Всегда считай, что делая что-либо ближнему, ты это делаешь Самому Христу! Порой, не знаешь, что больше благодати принесёт: всю ночь молиться или бедному сиротке штаники заштопать! Важно не что ты делаешь, а как, с каким настроем своей души! С любовью почищенная и картошка исцелить может, с любовью сказанное слово душу воскрешает - об этом помни! Никого от себя, не одарив хоть чуточку любовью, не отпускай! Нас затем Господь друг к другу и приводит, чтоб мы любить учились, чтоб в Царство Божие - Царство Любви, уже сейчас входили, поняла?
- Да, батюшка! - кивнула инокиня Мария. - Но если вас не станет, нам с мать Гавриилой у кого же окормляться?
- Ну, за Гавриилу ты особенно не думай, у неё свой путь, о ней я позабочусь… - старец схиигумен задумался, - а вот тебе, пожалуй, будет в скит дорога, к отцу Иринарху!
- Какому отцу Иринарху, батюшка, - удивилась инокиня Мария, - что за скит, разве сейчас есть скиты?
- Есть, детонька, есть и скиты, есть и большие монашеские общинки в миру вокруг своих духовников! Ведь есть же люди, жаждущие тесного пути монашеского? А раз есть - они найдут друг друга, объединятся в подвиге, и им Господь руководителя духовного даст! Закрыли власти монастыри, но души для монашеского подвига не закроешь! А значит, и монастыри будут, только не явные…
- Батюшка, что значит не явные монастыри?
- Ну вот, например, есть схиигумен Иегудиил, а у него есть духовные чада в монашеском постриге, которые выполняют по его благословению келейные монашеские правила, кому какое благословлено, посещают свои приходские храмы и участвуют в богослужениях: некоторые в качестве молящихся, некоторые в качестве клириков, некоторые в качестве прислуживающих или несущих различные послушания при храмах.
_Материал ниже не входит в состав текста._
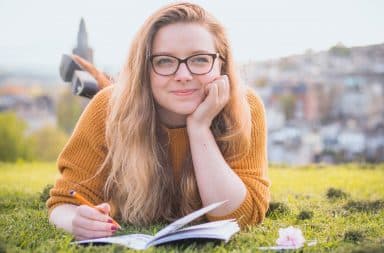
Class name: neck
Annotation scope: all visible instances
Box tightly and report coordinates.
[157,108,187,128]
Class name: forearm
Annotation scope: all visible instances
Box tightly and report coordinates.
[188,124,247,216]
[49,204,77,233]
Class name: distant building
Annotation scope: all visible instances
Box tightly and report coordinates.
[72,18,93,63]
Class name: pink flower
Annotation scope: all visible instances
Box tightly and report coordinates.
[276,226,305,247]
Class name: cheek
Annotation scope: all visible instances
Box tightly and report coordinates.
[197,64,220,84]
[150,73,167,102]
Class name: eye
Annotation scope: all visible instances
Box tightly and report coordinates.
[153,56,176,66]
[190,55,210,63]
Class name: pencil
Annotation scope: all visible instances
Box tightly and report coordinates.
[69,190,121,228]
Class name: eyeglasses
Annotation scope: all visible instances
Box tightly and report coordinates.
[150,53,224,76]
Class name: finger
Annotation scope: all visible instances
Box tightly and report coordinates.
[207,82,219,104]
[72,216,118,232]
[73,227,114,239]
[96,203,111,215]
[223,76,231,105]
[78,205,111,222]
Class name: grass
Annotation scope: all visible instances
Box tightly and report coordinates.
[0,162,384,252]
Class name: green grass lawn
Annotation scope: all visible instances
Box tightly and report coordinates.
[0,163,384,252]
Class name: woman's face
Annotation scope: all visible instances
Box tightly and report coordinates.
[150,23,221,126]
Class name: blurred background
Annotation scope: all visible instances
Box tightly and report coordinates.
[0,0,384,164]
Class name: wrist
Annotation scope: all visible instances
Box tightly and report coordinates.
[187,121,211,137]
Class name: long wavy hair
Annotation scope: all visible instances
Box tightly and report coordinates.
[101,3,251,225]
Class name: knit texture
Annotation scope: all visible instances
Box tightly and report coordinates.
[47,86,270,227]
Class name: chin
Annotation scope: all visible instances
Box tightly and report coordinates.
[172,104,198,115]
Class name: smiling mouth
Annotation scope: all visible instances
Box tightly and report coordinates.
[171,89,197,96]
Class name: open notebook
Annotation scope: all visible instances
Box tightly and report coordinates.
[75,201,240,250]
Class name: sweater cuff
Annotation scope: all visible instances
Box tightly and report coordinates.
[205,190,253,223]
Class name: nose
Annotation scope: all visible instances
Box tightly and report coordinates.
[175,62,193,81]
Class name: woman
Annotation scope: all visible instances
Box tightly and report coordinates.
[47,3,270,239]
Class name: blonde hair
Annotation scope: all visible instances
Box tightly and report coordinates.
[101,3,251,225]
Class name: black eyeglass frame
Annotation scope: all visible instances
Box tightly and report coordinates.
[149,53,225,76]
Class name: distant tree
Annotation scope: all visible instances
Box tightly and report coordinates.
[56,90,83,133]
[27,126,68,161]
[0,112,29,162]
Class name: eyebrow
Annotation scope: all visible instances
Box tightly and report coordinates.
[152,50,212,55]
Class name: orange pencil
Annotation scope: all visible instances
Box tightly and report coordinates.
[69,190,121,228]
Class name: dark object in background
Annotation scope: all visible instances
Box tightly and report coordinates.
[60,54,99,98]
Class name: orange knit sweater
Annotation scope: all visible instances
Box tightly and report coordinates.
[47,86,270,227]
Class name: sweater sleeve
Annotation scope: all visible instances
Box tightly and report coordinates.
[46,88,111,212]
[207,88,270,227]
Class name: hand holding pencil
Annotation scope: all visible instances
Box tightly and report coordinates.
[70,190,121,240]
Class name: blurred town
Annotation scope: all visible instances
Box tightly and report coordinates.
[0,20,384,164]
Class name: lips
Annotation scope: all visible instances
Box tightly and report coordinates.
[171,89,198,96]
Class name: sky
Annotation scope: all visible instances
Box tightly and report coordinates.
[0,0,384,72]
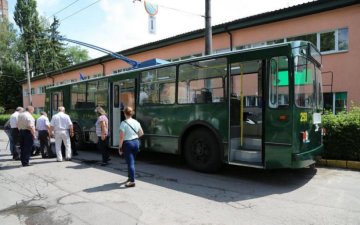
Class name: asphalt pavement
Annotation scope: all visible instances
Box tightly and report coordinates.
[0,130,360,225]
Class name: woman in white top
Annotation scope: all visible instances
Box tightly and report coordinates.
[95,106,110,166]
[119,107,144,187]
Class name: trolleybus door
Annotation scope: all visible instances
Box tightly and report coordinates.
[264,56,293,168]
[111,79,136,146]
[228,60,264,167]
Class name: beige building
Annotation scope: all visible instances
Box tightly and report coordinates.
[23,0,360,111]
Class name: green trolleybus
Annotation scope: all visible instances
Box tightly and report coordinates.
[46,41,323,172]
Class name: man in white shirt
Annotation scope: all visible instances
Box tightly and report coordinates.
[18,106,36,166]
[50,106,74,162]
[36,112,51,158]
[9,107,24,160]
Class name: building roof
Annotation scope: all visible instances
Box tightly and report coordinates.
[28,0,360,82]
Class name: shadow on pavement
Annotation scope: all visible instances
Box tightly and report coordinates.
[69,149,317,202]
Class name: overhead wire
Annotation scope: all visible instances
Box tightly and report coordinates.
[47,0,79,19]
[60,0,101,22]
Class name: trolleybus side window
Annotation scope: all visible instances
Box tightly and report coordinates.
[269,56,289,108]
[71,79,108,109]
[294,56,316,108]
[178,58,227,104]
[139,66,176,105]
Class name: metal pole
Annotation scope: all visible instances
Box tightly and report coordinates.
[205,0,212,55]
[25,52,32,106]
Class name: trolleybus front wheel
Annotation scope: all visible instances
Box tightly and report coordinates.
[184,128,222,172]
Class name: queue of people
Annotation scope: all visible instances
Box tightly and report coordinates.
[5,106,144,187]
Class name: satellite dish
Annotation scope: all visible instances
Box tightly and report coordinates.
[144,1,159,16]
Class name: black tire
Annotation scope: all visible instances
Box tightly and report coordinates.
[183,128,222,173]
[73,124,85,149]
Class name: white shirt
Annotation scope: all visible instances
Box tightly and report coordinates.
[10,111,19,128]
[50,112,72,131]
[36,115,50,130]
[18,111,35,130]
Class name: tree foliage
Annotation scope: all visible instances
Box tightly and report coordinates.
[14,0,89,76]
[323,105,360,161]
[0,20,25,109]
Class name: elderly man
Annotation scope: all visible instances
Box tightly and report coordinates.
[9,107,24,160]
[50,106,74,162]
[18,106,36,166]
[36,112,51,158]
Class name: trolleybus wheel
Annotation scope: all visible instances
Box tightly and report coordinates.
[184,128,222,172]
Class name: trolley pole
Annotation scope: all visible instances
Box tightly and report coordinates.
[205,0,212,55]
[25,52,32,106]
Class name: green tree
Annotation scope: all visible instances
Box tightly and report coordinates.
[0,20,25,109]
[14,0,43,74]
[43,17,71,72]
[65,46,90,65]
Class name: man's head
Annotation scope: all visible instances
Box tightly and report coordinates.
[16,106,24,112]
[26,105,34,113]
[58,106,65,112]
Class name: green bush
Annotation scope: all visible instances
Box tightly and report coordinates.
[323,106,360,161]
[0,114,41,127]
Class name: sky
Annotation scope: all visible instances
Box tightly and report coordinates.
[8,0,311,58]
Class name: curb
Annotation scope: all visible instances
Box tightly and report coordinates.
[316,159,360,170]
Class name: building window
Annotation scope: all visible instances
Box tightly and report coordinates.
[324,92,347,114]
[286,33,317,46]
[320,31,335,52]
[338,28,349,51]
[37,86,45,94]
[235,28,349,53]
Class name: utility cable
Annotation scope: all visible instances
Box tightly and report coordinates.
[47,0,79,19]
[60,0,101,22]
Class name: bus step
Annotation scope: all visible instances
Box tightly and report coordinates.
[230,149,262,163]
[231,138,261,151]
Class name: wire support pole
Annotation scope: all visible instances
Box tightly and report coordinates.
[205,0,212,55]
[25,52,32,106]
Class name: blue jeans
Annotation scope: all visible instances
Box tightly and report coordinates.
[20,130,34,166]
[9,128,20,157]
[96,136,110,163]
[123,139,139,182]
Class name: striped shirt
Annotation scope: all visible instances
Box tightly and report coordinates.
[95,115,109,137]
[50,112,72,131]
[36,115,50,131]
[10,111,19,128]
[119,118,141,141]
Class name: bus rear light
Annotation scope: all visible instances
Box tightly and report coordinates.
[300,131,310,143]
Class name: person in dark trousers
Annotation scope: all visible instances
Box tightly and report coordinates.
[119,107,144,187]
[95,107,110,166]
[36,112,51,158]
[18,106,36,166]
[9,107,24,160]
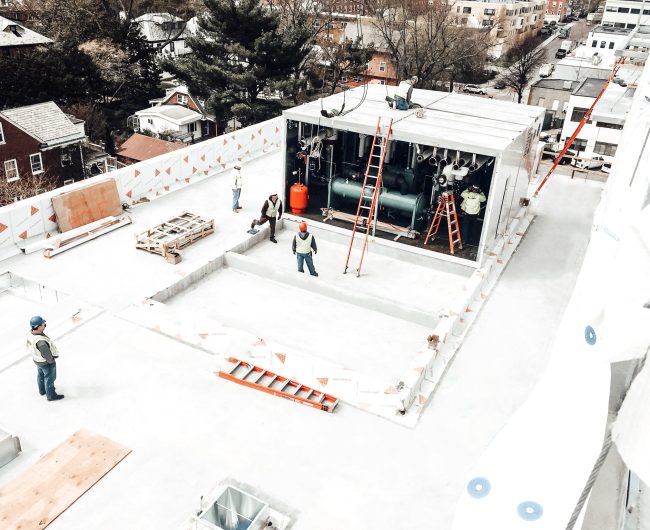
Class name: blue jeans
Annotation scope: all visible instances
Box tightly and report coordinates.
[36,364,56,399]
[296,252,316,276]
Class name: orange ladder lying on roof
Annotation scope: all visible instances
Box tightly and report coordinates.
[217,357,339,412]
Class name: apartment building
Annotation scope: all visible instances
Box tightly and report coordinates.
[601,0,650,28]
[454,0,546,58]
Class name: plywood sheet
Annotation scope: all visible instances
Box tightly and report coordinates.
[52,179,123,232]
[0,429,131,530]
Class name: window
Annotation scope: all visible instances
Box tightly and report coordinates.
[571,138,587,152]
[29,153,43,175]
[596,121,623,131]
[5,158,20,182]
[594,142,617,156]
[571,107,589,121]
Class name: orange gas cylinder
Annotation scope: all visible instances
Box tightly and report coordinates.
[289,183,309,214]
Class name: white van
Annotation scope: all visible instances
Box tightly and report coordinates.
[539,63,555,77]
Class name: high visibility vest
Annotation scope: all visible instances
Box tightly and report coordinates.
[27,333,59,363]
[395,81,411,101]
[232,169,241,190]
[266,199,282,218]
[296,234,314,254]
[460,190,485,215]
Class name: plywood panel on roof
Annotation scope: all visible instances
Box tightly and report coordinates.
[0,429,131,529]
[52,179,123,232]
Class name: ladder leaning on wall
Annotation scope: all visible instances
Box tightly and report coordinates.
[343,116,393,277]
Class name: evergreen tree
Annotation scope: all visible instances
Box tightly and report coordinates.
[163,0,310,123]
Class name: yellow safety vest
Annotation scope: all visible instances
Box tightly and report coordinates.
[27,332,59,363]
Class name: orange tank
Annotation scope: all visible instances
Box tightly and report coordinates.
[289,183,309,214]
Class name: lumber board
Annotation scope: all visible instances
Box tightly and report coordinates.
[52,179,124,232]
[0,429,131,530]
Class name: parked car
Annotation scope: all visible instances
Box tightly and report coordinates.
[571,155,605,169]
[463,85,487,96]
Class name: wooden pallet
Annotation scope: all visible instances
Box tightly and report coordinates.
[135,212,214,258]
[0,429,131,530]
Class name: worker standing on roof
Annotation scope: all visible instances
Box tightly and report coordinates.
[27,316,63,401]
[394,76,418,110]
[232,165,241,213]
[291,222,318,276]
[248,192,282,243]
[460,185,486,245]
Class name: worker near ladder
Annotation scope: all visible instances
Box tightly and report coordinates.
[232,165,241,213]
[395,76,418,110]
[460,185,485,245]
[291,222,318,276]
[248,192,282,243]
[27,316,63,401]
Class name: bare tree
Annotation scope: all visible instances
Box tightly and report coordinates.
[501,37,546,103]
[0,172,57,206]
[373,0,493,88]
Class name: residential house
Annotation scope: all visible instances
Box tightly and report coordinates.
[453,0,546,58]
[128,86,217,143]
[544,0,569,22]
[560,78,634,162]
[0,16,52,56]
[601,0,650,29]
[0,101,86,193]
[528,78,580,131]
[135,13,192,56]
[117,133,183,165]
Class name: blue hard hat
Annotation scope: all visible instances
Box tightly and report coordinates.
[29,316,45,329]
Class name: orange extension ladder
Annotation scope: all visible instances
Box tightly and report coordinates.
[343,116,393,277]
[217,357,339,412]
[424,191,463,254]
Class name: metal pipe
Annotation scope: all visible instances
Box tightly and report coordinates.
[417,149,435,163]
[357,134,366,158]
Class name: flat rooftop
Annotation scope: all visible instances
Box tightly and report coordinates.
[0,146,602,530]
[283,84,544,155]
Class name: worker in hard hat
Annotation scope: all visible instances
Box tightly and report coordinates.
[460,185,486,245]
[291,222,318,276]
[27,316,63,401]
[248,191,282,243]
[394,76,418,110]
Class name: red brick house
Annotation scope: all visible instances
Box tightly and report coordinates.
[0,101,86,191]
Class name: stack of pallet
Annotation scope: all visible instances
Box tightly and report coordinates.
[135,212,214,263]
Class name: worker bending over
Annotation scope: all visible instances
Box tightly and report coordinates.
[291,223,318,276]
[394,76,418,110]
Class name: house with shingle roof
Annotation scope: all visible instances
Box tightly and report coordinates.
[0,101,86,190]
[127,86,217,143]
[0,16,53,55]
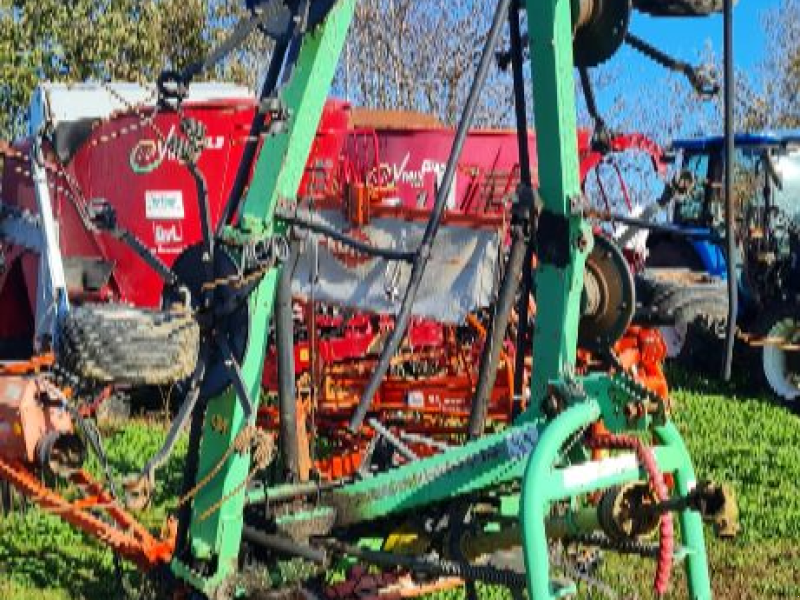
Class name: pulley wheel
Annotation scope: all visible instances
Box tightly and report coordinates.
[573,0,631,67]
[578,236,636,352]
[164,243,250,398]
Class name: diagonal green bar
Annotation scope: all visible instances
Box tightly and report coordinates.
[172,0,355,596]
[521,0,592,421]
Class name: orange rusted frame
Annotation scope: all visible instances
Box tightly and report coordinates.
[0,458,175,571]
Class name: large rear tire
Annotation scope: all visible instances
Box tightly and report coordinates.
[60,304,200,386]
[636,268,728,364]
[759,311,800,403]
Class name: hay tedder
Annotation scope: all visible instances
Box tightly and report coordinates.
[0,0,730,599]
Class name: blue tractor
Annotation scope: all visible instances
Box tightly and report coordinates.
[644,133,800,401]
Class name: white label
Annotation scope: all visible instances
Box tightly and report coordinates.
[562,454,639,490]
[144,190,184,220]
[153,223,183,254]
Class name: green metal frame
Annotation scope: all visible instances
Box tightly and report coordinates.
[172,0,355,596]
[172,0,711,600]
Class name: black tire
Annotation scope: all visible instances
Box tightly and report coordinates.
[633,0,738,17]
[636,269,728,327]
[755,307,800,409]
[60,304,200,386]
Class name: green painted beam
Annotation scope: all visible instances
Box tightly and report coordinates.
[521,0,592,421]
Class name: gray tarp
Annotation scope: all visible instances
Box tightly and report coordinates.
[292,211,500,323]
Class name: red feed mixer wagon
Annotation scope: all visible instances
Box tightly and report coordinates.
[0,84,665,478]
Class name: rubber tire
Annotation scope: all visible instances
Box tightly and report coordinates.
[636,269,728,327]
[633,0,738,17]
[60,304,200,386]
[756,308,800,408]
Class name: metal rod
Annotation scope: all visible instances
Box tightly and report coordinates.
[467,0,534,439]
[242,527,328,564]
[586,209,722,242]
[369,419,419,460]
[722,0,739,381]
[275,211,417,262]
[508,0,536,404]
[348,0,511,433]
[275,242,300,481]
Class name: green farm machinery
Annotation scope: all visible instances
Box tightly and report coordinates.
[0,0,736,600]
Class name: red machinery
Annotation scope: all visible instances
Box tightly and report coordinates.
[0,88,665,482]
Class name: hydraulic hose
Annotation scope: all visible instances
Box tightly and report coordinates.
[275,242,300,481]
[348,0,511,433]
[217,40,289,235]
[275,211,416,263]
[722,0,739,381]
[468,0,534,439]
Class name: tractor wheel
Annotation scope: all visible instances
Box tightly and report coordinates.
[636,269,728,325]
[758,310,800,403]
[60,304,200,386]
[633,0,737,17]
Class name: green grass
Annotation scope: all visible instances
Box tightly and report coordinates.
[0,373,800,600]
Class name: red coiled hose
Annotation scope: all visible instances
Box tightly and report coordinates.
[589,433,675,596]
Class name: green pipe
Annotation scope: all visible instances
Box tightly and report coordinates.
[655,422,711,600]
[520,400,600,600]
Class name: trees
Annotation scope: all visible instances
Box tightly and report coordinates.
[762,0,800,129]
[334,0,513,126]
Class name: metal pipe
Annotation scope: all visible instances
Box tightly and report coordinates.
[245,481,342,506]
[348,0,511,433]
[467,225,528,439]
[508,0,536,406]
[275,211,416,262]
[275,242,300,481]
[369,419,419,461]
[722,0,739,381]
[242,527,328,564]
[467,0,534,439]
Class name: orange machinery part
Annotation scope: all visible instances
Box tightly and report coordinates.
[0,458,177,571]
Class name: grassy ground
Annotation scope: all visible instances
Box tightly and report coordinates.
[0,373,800,600]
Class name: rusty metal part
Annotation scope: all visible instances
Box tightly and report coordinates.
[0,458,175,571]
[588,434,675,596]
[0,375,77,472]
[598,482,658,542]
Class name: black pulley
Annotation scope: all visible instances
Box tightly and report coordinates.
[578,235,636,352]
[164,243,250,398]
[573,0,631,67]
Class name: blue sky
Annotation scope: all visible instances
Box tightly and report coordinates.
[631,0,780,68]
[598,0,781,135]
[613,0,780,88]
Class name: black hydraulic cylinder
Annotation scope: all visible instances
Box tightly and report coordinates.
[348,0,511,433]
[468,0,534,439]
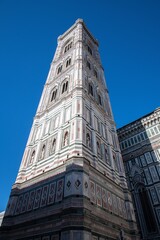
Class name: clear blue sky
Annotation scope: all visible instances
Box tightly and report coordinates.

Все они исповедуются регулярно у своего духовника и причащаются с той частотой, с какой их духовник благословил. Также и житейские бытовые вопросы они решают с советом и благословением духовника. Чем такая духовная семья отличается от открытого монастыря? Только житием не в одних стенах!
Во всём остальном жизнь монахов такой общины фактически является жизнью монастырской, только вместо монастырских послушаний монашествующим в миру, порой, приходится ради пропитания работать на мирских работах и получать там зарплату.